Introduction to MongoDB Compound Indexes
Transcript from the "Compound Indexes" Lesson
>> Scott Moss: We're gonna talk about creating different types of indexes, and more specific, like I said, compound indexes. So a compound index is an index on more than one field. So we've been adding indexes on one field, like unique true on first name, unique true on email. Now we're gonna add indexes on a combination of fields, which is very, very, very useful.
[00:00:19] So for instance, if I have a school here as part of a district. Schools are part of districts, and let's say a district is a type of id type. So mongoose.Schema.Types.ObjectId, and ref, we don't have anything called district, but imagine we had a model called district. It's not that important for this example, but if we have one, it would reference that district, okay, but, thank you.
[00:00:51] Yeah, I thought that looked weird, I was like, there's something wrong. It's kinda weird to have two schools at the same district with the same name, it's kinda weird. But it's totally fine to have two schools in different districts with the same name, cuz they might be in different states, so that seems feasible.

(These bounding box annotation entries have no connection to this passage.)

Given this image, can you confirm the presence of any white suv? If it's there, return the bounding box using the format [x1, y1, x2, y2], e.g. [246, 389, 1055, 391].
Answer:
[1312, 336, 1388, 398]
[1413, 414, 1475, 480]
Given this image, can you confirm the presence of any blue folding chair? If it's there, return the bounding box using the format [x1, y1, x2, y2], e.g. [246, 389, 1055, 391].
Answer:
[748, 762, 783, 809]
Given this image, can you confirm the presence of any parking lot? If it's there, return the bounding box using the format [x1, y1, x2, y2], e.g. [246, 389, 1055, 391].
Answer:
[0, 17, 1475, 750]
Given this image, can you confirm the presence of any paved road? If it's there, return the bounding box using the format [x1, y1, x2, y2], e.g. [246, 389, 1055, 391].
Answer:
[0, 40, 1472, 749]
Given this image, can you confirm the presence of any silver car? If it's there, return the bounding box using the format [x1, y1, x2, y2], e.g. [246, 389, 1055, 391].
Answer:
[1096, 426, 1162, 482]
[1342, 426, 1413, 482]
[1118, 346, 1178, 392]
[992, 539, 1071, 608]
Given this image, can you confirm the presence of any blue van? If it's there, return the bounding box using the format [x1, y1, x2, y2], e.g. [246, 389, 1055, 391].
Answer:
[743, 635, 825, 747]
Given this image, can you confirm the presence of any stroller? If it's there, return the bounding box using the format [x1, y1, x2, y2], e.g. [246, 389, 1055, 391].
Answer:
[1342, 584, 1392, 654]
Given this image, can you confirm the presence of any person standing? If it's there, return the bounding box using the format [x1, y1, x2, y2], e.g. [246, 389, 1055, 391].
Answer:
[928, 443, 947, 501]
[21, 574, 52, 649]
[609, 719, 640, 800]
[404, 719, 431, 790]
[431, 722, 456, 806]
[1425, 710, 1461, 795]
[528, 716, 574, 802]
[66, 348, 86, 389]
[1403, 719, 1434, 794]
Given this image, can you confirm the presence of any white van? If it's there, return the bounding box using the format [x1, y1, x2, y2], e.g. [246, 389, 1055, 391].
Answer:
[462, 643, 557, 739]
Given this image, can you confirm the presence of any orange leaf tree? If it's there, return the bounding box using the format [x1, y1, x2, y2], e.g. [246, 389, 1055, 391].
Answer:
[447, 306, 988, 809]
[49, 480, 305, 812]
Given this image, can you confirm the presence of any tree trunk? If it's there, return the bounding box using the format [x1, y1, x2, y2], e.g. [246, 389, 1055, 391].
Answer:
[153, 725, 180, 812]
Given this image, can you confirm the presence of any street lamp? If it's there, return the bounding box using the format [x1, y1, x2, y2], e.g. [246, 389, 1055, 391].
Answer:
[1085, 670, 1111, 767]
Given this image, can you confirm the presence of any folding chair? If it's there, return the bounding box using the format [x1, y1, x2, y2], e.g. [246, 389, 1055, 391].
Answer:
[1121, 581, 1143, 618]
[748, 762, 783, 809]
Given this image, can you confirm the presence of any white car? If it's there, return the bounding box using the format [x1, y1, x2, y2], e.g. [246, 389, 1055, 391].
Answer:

[00:01:05] So we want our names to be unique, so if I just came over here and said, okay, type string for name,
>> Scott Moss: And then I put unique, that would not be good. Because now, you can never have two schools with the same name, even though they're in different districts.
[00:01:24] That's not what you want, you might have a school in New York who has the same name as a school in Atlanta. And they should basically have the same name. But if they're in the same district or county, they shouldn't, so how do you scope that? And this is where compound indexes come in.
[00:01:38] So without compound indexes, again, you'd have to do this yourself inside of middleware. So what we're gonna do is, we're gonna use a compound index for this. So what we wanna do is, we wanna make name unique, but scoped to a district. So the way we would do that is, we would use our schema object for school, so we'll say school.index.
[00:01:56] And here, index is gonna take an object because we're doing a compound index. And basically, it's just gonna take a property name that you wanna index, and then it's gonna take a value. It's gonna be a number, and I'm gonna tell you what this number does in a minute.
[00:02:09] But basically, the first thing we wanna index is the district. So district: 1, and again, I'm gonna tell you what that 1 means in a minute. And the next thing we wanna do is, we wanna index the name, and we'll also put 1. And as a second argument, what we're gonna do is we're gonna say, unique: true.
[00:02:28] Okay, so now I'm gonna talk about all this. What's happening here is, obviously, these field names correspond to the field names on the school schema, so I want to index those. The 1 value, it's basically telling Mongo what order to, it's a compound index. So every time you set an index, you're gonna be reducing the size of the query that has to happen.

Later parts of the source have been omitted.